Ovarian hyperstimulation syndrome (OHSS) is the most serious complication associated with assisted reproductive treatments. Its pathophysiology includes increased capillary permeability which leads to a variety of signs and symptoms, such as hypotension, ascites and pleural effusion [1]. While mild OHSS is seen in 32% of in vitro fertilization (IVF) cycles, 10%–15% of patients develop moderate and 5%–8% severe OHSS [2,3]. Generally, it is believed that human chorionic gonadotropin (hCG) hormone is the most important factor for the development of this life-threatening condition [4]. The increased secretion of some mediators such as interleukins (ILs), vascular endothelial growth factor (VEGF), which occupies a special place for interleukins, angiotensin II (Ag II), insulin-like growth factor‐1 (IGF‐1), epidermal growth factor (EGF), transforming growth factor (TGF) a and b, basic fibroblast growth factor (bFGF), platelet-derived growth (PDGF) by granulosa and lutein cells lead to increased capillary permeability and accumulation of fluid in the third space [5]. Recent studies have shown that these molecules are responsible for the inflammatory processes associated with follicular maturation, ovulation, corpus luteum function and embryo implantation [5]. It has been reported that other mediators such as histamine, prolactin, prostaglandins and renin‐angiotensin also play a role in the pathophysiology of OHSS. As OHSS progresses, it leads to ascites formation and⁄or pleural effusion, loss of fluid from the vascular compartment (hemoconcentration), decreased kidney perfusion, followed by oliguria, kidney failure, and thrombosis [6].

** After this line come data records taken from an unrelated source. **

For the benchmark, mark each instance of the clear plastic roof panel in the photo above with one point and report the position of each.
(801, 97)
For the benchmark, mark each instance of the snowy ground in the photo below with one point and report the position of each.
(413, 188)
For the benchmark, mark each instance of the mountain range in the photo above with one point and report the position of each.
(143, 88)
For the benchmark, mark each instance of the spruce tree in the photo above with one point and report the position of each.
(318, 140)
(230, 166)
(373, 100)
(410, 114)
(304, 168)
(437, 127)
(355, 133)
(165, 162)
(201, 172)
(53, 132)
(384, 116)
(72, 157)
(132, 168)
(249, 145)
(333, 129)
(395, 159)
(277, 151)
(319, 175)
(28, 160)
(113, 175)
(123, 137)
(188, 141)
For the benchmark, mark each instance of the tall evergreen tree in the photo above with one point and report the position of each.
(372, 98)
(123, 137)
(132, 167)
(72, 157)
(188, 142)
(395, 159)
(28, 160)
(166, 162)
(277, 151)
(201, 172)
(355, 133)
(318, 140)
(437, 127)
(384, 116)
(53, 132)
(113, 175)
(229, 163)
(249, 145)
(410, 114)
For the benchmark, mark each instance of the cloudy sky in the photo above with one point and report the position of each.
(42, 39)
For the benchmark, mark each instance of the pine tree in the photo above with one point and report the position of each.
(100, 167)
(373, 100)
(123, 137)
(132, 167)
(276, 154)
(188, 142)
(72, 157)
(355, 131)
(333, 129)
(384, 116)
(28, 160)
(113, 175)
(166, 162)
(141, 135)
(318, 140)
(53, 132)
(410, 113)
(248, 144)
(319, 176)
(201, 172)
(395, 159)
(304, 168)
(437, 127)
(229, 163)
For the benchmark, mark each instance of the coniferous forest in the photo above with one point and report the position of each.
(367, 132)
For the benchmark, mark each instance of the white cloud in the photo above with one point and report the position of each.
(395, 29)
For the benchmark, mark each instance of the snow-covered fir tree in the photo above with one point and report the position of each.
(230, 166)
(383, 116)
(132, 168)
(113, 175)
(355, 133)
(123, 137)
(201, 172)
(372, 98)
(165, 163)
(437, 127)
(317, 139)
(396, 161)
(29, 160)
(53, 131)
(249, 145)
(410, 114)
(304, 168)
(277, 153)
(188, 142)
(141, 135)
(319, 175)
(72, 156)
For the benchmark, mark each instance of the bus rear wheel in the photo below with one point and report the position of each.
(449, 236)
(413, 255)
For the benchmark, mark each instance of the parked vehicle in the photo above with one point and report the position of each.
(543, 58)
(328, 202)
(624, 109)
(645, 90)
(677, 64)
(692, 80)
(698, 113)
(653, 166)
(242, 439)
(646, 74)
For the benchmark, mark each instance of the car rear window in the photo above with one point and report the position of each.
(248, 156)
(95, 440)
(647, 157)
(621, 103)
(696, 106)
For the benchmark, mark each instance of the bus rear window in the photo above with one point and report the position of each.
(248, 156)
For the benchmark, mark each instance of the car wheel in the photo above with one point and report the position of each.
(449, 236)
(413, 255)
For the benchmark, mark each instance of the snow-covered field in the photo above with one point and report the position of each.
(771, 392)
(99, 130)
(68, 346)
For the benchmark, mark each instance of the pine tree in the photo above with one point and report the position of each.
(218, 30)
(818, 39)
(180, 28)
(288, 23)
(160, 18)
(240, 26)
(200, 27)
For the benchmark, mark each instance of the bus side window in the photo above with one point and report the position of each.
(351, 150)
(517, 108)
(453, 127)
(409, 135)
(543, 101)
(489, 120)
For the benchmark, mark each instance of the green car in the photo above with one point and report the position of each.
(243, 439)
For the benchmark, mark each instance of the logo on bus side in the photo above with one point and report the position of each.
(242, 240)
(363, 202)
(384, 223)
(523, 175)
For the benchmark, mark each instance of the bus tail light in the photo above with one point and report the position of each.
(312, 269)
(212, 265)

Transient receptor potential melastatin 2 (TRPM2) channels are voltage independent cation channels which have been detected in tissues such as brain, bone marrow, lung, heart, pancreatic beta cells, leukocytes and vascular endothelium, and they are permeable to calcium, an important second messenger [7,8]. There are three extracellular factors which are effective on the opening of active TRPM2 cation channels: oxidative stress, ADPR/nicotinamide adenine dinucleotide (NAD+) metabolism and tumor necrosis factor-alpha (TNF‐α) [9]. Malondialdehyde (MDA), produced as a result of lipid peroxidation of cell membranes, is a metabolite that reflects the imbalance between oxidative and antioxidative homeostasis [10]. In our study, we aimed to investigate the tissue TNF‐α and MDA levels together with TRPM2 activity due to their relationship with oxidative stress.

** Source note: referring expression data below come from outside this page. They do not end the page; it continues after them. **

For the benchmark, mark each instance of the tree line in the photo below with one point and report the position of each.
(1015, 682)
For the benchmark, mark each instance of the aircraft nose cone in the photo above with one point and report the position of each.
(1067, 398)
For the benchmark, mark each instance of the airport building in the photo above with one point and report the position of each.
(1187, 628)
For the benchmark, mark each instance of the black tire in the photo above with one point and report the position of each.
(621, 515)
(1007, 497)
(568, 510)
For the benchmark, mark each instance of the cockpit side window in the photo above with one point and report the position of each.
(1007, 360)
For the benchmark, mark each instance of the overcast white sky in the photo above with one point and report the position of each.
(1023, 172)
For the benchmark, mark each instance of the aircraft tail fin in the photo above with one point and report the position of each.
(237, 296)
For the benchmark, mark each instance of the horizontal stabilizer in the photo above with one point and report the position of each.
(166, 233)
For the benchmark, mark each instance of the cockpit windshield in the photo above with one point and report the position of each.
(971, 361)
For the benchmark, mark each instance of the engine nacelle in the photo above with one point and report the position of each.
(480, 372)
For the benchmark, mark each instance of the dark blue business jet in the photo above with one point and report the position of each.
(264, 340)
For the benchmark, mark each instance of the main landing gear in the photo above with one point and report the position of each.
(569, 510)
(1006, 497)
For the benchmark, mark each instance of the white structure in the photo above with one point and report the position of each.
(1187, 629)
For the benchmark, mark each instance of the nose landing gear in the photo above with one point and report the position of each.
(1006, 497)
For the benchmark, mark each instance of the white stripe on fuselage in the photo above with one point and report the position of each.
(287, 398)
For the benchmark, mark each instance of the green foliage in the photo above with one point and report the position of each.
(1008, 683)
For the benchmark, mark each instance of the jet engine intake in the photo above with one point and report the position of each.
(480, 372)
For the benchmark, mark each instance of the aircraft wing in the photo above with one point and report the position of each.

Endothelial Ca2+ signals play a very important role in angiogenesis and arteriogenesis [11]. Multiple proangiogenic factors, such as VEGF, bFGF, PDGF, epidermal growth factor (EGF), stromal-derived factor-1α (SDF-1α) and angiopoietin, regulate endothelial cell behavior by causing an increase in intracellular Ca2+ concentration [12,13]. TRP channels regulate endothelial cell function by mediating extracellular Ca2+ input in response to chemical, mechanical, and thermal stimuli [14].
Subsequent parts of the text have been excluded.